# Anyone else not get an option for Priority Service?



## sftouk2011 (Jul 18, 2011)

I'm in my final stages for my Settlement application. I submitted my online application on Friday and my Biometrics appointment is set for this coming Friday and then i will overnight my paperwork to the NY office. 

My question is...when I submitted my application...I didn't get an option to use the expedited service. I don't think I missed it because I was on the lookout for it based on some other threads I read here. Did anyone else experience this? Because of of course I'm totally paranoid that I did something wrong! 

Thanks!
-P


----------



## Joppa (Sep 7, 2009)

sftouk2011 said:


> I'm in my final stages for my Settlement application. I submitted my online application on Friday and my Biometrics appointment is set for this coming Friday and then i will overnight my paperwork to the NY office.
> 
> My question is...when I submitted my application...I didn't get an option to use the expedited service. I don't think I missed it because I was on the lookout for it based on some other threads I read here. Did anyone else experience this? Because of of course I'm totally paranoid that I did something wrong!

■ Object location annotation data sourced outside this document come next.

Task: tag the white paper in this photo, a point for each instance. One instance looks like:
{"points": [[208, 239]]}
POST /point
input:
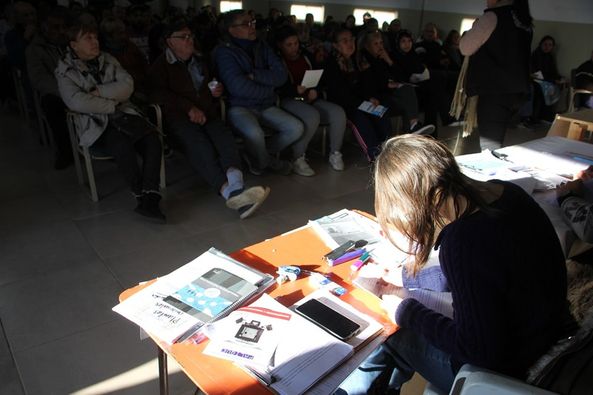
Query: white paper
{"points": [[311, 78], [307, 354], [249, 334], [369, 107], [150, 309]]}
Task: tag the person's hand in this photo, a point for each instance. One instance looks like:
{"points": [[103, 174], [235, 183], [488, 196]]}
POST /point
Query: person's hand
{"points": [[390, 303], [393, 85], [196, 116], [575, 187], [301, 90], [218, 91], [584, 175]]}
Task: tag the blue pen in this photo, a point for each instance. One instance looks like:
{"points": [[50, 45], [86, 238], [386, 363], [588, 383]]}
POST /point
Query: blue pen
{"points": [[347, 257]]}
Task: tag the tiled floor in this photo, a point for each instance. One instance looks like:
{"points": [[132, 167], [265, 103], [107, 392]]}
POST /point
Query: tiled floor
{"points": [[65, 259]]}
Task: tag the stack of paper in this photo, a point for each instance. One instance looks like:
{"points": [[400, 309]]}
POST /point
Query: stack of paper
{"points": [[205, 289]]}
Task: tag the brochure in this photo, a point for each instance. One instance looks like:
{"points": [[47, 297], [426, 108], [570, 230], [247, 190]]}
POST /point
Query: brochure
{"points": [[369, 107], [250, 334], [311, 78], [201, 291]]}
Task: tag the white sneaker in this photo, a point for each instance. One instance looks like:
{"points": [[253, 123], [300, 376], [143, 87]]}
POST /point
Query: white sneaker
{"points": [[335, 161], [302, 168]]}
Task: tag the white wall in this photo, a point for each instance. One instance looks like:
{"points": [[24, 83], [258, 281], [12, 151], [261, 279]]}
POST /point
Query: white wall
{"points": [[575, 11]]}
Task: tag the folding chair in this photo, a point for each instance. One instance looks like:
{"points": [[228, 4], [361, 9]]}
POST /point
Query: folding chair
{"points": [[574, 91], [89, 154]]}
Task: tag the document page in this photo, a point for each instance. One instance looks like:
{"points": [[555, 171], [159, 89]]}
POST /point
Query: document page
{"points": [[311, 78]]}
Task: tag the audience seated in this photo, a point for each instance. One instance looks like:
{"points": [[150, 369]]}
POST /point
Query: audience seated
{"points": [[180, 85], [584, 80], [431, 88], [548, 81], [343, 80], [42, 56], [115, 41], [382, 79], [307, 104], [576, 204], [93, 84], [251, 71]]}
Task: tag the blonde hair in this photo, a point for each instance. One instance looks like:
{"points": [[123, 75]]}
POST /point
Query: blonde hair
{"points": [[415, 179]]}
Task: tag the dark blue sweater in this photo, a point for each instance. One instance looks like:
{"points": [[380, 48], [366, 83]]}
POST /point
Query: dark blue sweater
{"points": [[507, 276]]}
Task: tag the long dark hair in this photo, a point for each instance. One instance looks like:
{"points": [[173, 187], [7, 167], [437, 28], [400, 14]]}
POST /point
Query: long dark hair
{"points": [[522, 13]]}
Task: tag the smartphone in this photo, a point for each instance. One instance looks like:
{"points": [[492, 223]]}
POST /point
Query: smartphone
{"points": [[329, 319]]}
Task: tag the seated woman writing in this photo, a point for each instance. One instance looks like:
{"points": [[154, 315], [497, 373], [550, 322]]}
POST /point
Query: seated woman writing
{"points": [[93, 84], [501, 258]]}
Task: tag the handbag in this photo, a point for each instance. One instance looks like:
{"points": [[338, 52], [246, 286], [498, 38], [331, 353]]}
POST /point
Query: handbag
{"points": [[133, 126]]}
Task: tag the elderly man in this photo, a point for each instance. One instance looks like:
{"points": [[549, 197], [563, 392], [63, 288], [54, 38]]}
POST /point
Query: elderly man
{"points": [[180, 84], [251, 72]]}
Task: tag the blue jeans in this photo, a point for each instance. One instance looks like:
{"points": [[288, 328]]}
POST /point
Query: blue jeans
{"points": [[320, 111], [247, 122], [395, 361]]}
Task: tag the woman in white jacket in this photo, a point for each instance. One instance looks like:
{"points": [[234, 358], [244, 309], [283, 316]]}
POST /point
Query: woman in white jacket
{"points": [[94, 85]]}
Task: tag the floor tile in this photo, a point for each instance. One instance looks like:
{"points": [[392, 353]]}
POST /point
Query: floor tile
{"points": [[50, 306], [123, 231], [93, 357]]}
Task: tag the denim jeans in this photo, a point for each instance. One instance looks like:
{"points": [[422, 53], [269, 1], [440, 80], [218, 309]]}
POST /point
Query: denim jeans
{"points": [[320, 111], [248, 122], [395, 361]]}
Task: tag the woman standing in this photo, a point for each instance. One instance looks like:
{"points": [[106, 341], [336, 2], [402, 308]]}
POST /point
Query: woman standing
{"points": [[499, 44], [501, 259]]}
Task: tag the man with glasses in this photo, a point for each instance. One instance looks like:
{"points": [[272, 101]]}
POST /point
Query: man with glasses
{"points": [[251, 72], [180, 84]]}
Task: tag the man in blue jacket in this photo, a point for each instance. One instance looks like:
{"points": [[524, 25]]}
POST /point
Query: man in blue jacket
{"points": [[250, 72]]}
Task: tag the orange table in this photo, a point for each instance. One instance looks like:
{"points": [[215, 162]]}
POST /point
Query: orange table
{"points": [[301, 247]]}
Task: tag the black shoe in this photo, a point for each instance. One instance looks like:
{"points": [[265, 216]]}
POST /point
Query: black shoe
{"points": [[63, 161], [148, 206]]}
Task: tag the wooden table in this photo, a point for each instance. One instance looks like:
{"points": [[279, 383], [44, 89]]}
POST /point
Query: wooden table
{"points": [[300, 247]]}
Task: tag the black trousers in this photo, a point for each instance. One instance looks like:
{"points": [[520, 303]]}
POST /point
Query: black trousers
{"points": [[495, 113], [54, 110], [210, 148], [124, 151]]}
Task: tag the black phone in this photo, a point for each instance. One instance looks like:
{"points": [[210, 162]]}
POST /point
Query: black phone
{"points": [[329, 319]]}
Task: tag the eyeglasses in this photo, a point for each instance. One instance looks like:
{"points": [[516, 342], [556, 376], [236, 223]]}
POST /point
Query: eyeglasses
{"points": [[185, 37], [251, 23]]}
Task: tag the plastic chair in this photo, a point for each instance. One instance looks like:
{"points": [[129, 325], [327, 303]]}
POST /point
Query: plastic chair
{"points": [[89, 154], [471, 380], [574, 91], [45, 132]]}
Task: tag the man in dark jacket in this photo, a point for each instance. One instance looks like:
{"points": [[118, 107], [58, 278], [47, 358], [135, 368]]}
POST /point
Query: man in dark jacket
{"points": [[251, 71], [180, 84]]}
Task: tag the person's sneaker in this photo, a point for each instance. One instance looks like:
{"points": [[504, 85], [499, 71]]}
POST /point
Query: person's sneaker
{"points": [[253, 169], [335, 161], [252, 197], [302, 168], [148, 206], [279, 166], [422, 130]]}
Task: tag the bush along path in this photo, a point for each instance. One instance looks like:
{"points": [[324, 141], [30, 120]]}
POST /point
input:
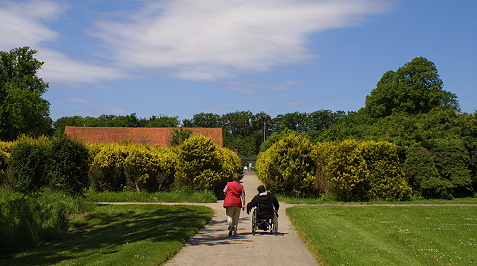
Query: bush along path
{"points": [[213, 246]]}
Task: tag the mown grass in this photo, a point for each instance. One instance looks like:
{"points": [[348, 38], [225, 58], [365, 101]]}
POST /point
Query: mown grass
{"points": [[164, 196], [332, 200], [384, 235], [120, 235]]}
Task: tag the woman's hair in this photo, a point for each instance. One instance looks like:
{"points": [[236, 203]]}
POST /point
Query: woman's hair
{"points": [[261, 188]]}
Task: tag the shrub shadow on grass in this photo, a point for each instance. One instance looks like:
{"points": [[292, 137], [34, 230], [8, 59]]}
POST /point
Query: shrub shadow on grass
{"points": [[111, 228]]}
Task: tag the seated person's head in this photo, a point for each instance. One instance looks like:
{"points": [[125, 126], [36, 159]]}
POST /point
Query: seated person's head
{"points": [[261, 189], [237, 177]]}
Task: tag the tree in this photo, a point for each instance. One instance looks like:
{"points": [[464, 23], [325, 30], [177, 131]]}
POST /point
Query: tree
{"points": [[207, 120], [415, 88], [22, 110], [163, 121]]}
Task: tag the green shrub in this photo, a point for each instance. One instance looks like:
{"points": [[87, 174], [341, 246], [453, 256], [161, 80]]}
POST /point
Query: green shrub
{"points": [[28, 220], [68, 165], [29, 164], [288, 166], [421, 172], [5, 153], [440, 171], [362, 170], [453, 163]]}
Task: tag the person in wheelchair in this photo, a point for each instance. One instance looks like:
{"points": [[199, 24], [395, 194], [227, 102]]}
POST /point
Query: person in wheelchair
{"points": [[267, 208]]}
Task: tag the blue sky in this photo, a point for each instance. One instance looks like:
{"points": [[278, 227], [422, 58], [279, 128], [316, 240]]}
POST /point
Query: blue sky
{"points": [[184, 57]]}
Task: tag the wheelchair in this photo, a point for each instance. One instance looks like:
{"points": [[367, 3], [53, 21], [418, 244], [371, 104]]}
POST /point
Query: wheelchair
{"points": [[265, 222]]}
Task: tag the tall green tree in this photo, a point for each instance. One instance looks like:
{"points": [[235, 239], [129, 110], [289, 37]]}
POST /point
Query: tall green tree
{"points": [[22, 108], [414, 88], [207, 120]]}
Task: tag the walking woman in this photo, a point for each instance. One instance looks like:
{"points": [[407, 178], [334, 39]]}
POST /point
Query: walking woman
{"points": [[234, 202]]}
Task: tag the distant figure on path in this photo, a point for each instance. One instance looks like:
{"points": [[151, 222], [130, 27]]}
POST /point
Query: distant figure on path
{"points": [[234, 201]]}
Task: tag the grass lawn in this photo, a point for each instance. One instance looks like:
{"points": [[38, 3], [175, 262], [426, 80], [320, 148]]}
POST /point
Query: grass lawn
{"points": [[120, 235], [379, 235]]}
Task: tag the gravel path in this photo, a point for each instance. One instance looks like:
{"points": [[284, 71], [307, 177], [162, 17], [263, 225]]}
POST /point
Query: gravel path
{"points": [[213, 246]]}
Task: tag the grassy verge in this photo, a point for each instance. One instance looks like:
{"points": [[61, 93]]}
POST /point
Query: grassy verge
{"points": [[172, 196], [121, 235], [380, 235]]}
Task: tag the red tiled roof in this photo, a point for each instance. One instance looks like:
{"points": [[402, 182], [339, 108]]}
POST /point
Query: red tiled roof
{"points": [[150, 136]]}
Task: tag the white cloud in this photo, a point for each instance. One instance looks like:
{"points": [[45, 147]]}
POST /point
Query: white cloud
{"points": [[207, 40], [259, 87], [21, 23], [294, 103], [186, 39], [62, 69]]}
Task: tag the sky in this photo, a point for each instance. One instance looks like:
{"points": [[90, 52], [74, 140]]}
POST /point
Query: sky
{"points": [[185, 57]]}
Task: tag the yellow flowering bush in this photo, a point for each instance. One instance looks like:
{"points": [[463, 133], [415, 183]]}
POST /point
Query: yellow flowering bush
{"points": [[204, 165], [288, 166], [130, 166]]}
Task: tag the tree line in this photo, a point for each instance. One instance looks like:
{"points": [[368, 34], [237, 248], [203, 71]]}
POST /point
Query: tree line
{"points": [[408, 107]]}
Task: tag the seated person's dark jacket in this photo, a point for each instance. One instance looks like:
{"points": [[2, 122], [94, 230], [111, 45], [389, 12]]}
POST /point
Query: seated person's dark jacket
{"points": [[266, 202]]}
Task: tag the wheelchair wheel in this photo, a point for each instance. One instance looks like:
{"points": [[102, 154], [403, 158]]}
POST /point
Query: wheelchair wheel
{"points": [[254, 221], [275, 224]]}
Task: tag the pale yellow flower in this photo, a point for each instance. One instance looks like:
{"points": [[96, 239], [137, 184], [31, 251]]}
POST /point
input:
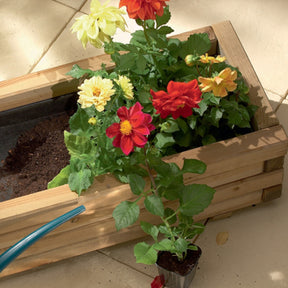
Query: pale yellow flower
{"points": [[220, 84], [210, 59], [126, 86], [92, 121], [95, 91], [100, 25]]}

You can't book priority on Visa4UK site (UKBA), but you have to go to WorldBridge site, under Additional Services, and book there and pay online. 
https://www.visainfoservices.com/Pages/Content.aspx?Tag=Services_PAGE
You are not too late. Do it now and make sure you put the priority purchase receipt on the top of your parcel of documents and write on outside 'Settlement Priority Service' and WorldBridge payment reference code before sending it to NY.


----------



## sftouk2011 (Jul 18, 2011)

Joppa said:


> You can't book priority on Visa4UK site (UKBA), but you have to go to WorldBridge site, under Additional Services, and book there and pay online.
> https://www.visainfoservices.com/Pages/Content.aspx?Tag=Services_PAGE
> You are not too late. Do it now and make sure you put the priority purchase receipt on the top of your parcel of documents and write on outside 'Settlement Priority Service' and WorldBridge payment reference code before sending it to NY.


Thanks so much Jobba!!!


----------